Danukshi “Danu” A.K. Mudannayake, a Crimson editor, helped organize the protests and declared “The issue is that he cannot simultaneously hold that role while still having a charade of saying that he can actually protect the integrity of his students.” Of course you can hold such roles simultaneously because your role as a role is entirely separate and distinct from that as Dean.
The Association of Black Harvard Women also demanded Sullivan’s removal. It accused him of failing “the Black women in this community” and sexual assault victims in Winthrop will not “feel comfortable” due to his creation of a “harmful situation.” They added “However, none of your past support for the black community justifies your defense of Harvey Weinstein. Your positive contributions in the past do not have bearing on what you are doing now.”

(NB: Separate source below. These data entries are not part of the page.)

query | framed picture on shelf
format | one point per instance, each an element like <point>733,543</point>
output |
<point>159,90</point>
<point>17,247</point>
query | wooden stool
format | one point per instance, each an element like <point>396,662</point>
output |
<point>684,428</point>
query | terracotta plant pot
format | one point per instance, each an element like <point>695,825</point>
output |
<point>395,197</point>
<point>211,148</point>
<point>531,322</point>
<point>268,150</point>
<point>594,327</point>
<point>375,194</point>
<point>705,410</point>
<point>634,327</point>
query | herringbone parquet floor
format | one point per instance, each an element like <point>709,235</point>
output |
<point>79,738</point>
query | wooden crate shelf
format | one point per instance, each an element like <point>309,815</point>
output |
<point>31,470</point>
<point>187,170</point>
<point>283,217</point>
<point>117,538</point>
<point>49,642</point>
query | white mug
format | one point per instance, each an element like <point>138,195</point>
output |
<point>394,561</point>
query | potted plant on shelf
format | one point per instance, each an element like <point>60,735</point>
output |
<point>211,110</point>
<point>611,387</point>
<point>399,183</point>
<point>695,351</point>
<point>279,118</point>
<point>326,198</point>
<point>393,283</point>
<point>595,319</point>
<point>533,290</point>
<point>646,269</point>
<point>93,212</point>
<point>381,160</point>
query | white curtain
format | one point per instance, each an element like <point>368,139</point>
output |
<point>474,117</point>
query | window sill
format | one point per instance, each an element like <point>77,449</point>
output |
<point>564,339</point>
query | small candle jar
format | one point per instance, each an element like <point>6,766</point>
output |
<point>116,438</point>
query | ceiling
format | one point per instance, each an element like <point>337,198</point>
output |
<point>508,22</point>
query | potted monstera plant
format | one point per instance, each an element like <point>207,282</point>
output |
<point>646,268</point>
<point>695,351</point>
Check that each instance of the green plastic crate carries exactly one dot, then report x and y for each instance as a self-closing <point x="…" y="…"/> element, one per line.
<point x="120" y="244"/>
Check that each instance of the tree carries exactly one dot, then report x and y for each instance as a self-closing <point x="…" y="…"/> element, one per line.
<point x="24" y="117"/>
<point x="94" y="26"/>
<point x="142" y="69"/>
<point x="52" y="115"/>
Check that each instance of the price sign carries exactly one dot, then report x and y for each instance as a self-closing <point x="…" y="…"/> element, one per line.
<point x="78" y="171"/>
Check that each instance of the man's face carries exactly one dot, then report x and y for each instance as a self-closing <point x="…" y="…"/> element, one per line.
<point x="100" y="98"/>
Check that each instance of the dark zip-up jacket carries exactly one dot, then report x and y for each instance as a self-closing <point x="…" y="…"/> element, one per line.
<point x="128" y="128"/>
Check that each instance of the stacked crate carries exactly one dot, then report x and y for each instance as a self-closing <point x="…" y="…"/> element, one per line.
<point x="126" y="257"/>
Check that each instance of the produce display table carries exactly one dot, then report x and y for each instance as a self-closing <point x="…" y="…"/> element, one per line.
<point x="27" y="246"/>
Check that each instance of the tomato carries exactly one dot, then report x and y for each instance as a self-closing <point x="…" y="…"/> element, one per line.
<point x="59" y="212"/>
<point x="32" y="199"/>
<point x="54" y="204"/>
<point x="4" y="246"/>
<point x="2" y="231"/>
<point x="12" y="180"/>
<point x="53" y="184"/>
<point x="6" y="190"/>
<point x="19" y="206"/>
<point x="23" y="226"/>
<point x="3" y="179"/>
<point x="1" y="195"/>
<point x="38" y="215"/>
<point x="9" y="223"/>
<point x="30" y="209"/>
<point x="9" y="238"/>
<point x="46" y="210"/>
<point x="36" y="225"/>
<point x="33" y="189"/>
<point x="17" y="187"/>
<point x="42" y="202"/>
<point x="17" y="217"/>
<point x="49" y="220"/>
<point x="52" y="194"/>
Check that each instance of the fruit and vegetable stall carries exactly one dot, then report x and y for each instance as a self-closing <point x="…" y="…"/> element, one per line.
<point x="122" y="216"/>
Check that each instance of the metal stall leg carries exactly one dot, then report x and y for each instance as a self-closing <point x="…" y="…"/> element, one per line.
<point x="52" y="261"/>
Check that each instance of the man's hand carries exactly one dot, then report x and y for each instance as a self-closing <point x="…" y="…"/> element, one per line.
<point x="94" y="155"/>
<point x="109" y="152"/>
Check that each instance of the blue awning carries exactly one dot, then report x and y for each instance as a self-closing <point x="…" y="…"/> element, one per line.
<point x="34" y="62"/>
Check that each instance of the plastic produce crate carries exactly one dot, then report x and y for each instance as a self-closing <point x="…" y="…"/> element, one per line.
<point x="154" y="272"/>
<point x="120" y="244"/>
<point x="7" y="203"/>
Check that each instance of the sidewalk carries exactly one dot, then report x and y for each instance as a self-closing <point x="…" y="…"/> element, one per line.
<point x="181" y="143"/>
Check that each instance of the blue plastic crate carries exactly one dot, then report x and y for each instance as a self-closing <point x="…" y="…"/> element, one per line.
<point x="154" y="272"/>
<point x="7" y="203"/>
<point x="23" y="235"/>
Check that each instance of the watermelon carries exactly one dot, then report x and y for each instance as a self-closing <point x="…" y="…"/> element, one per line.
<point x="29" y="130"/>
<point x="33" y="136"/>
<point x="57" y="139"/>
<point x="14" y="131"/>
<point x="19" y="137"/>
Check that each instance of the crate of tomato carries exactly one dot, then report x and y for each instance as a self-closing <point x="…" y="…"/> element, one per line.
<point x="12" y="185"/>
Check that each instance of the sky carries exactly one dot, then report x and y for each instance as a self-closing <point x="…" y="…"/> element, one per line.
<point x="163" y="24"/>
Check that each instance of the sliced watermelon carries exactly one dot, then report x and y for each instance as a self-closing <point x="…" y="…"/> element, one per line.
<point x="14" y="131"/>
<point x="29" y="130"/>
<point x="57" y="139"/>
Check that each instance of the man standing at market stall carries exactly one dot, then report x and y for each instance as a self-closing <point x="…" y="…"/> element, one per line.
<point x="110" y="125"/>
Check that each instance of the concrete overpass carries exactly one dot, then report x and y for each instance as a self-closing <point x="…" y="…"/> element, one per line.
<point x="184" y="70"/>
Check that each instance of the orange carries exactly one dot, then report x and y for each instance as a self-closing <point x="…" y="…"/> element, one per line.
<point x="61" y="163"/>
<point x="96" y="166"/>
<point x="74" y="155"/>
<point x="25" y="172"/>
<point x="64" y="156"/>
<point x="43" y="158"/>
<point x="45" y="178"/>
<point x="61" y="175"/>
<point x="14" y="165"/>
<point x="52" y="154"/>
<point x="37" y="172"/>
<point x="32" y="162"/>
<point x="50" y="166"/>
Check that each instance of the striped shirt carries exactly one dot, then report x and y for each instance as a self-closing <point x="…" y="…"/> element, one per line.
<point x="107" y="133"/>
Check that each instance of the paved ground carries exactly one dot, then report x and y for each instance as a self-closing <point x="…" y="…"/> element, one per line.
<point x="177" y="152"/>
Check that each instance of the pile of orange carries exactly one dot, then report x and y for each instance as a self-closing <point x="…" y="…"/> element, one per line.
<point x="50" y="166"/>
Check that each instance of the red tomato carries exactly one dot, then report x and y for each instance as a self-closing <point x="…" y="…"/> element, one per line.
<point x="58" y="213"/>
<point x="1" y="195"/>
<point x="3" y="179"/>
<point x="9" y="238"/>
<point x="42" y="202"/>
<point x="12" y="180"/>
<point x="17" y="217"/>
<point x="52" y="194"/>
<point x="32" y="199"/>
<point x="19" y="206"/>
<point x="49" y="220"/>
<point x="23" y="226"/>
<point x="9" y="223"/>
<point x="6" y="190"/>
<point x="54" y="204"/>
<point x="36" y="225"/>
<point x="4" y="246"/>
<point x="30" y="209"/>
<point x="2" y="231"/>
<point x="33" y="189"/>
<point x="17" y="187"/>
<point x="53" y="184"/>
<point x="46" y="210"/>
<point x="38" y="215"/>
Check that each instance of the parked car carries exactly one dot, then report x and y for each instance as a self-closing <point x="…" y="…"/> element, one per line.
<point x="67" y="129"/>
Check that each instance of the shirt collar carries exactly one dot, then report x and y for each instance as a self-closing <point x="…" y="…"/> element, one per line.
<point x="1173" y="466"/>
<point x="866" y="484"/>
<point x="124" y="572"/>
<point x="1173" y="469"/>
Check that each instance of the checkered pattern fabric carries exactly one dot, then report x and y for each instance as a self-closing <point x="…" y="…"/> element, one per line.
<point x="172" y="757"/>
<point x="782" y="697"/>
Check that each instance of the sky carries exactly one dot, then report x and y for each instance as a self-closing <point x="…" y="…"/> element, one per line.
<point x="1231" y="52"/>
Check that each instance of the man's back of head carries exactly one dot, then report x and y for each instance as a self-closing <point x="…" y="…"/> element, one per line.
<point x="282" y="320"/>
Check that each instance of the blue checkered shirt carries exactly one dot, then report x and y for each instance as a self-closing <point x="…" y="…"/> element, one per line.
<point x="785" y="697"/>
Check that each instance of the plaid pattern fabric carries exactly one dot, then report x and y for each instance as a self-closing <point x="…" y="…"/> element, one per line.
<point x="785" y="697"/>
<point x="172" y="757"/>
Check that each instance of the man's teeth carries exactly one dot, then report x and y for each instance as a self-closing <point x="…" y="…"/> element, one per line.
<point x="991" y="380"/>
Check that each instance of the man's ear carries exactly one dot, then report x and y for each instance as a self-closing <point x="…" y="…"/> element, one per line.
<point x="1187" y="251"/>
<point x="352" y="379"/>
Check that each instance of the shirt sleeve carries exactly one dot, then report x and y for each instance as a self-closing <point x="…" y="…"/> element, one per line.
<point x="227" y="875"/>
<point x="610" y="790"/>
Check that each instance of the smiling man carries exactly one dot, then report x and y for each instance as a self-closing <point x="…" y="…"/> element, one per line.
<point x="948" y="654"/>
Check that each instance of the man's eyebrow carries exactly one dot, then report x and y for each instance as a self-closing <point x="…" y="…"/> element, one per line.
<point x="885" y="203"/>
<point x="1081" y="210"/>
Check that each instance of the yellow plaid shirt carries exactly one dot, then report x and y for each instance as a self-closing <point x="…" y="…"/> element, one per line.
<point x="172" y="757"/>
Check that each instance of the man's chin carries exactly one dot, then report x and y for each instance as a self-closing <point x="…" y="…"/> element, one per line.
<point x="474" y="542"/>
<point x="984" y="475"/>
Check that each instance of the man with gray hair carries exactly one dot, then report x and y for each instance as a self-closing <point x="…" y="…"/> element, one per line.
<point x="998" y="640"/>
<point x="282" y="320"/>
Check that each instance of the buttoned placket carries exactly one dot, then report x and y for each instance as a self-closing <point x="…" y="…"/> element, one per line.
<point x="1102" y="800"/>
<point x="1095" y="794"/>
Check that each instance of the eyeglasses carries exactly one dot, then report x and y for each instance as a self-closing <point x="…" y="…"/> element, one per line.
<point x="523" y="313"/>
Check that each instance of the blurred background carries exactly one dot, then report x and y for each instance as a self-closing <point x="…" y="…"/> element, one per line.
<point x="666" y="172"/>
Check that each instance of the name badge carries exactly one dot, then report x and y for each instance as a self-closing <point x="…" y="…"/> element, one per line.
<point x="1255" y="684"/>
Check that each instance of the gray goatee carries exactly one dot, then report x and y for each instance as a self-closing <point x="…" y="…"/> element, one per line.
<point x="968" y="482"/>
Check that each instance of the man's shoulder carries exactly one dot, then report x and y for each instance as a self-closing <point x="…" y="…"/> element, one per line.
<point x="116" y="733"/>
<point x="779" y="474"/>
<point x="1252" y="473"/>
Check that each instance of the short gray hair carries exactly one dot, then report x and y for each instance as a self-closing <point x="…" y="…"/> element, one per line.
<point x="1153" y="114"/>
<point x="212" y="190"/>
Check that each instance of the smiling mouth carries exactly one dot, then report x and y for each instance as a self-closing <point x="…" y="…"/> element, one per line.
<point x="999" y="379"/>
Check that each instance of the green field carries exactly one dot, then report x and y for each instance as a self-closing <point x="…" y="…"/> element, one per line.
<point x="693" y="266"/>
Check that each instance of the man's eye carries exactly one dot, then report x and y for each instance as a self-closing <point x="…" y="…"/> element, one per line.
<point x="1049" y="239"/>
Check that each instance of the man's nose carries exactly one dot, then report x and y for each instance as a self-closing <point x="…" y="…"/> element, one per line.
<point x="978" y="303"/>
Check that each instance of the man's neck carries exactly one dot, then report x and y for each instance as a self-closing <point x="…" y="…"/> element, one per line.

As with the ongoing assaults on free speech on our campuses, this controversy shows the erosion of core principles that once defined us. These students want to punish faculty for representing unpopular individuals without considering the implications of their actions. Law professors have long represented the most hated figures in our society — guaranteeing due process for all citizens.
I have no idea how Sullivan has performed as house dean overall. However, the focus on his representation of criminal defenses is a chilling example of the rising intolerance on our campuses for opposing values or causes. Lowell Faculty Dean Diana L. Eck is quoted as supporting the students and seeking a reevaluation of the faculty dean position. Why? Because Sullivan is functioning as an lawyer in a high-profile case?
There is a teachable moment that is again being missed. The answer to these students is that they have no grounds to object to a faculty member because they do not like one of his clients or his views of sexual harassment litigation. Just as there is no guilt by association, there is no guilt by representation for academics who support the rights of others. In the same fashion, he has no grounds to object to any opposing views on those subjects. That is part of the pluralistic and free environment that we maintain in high education.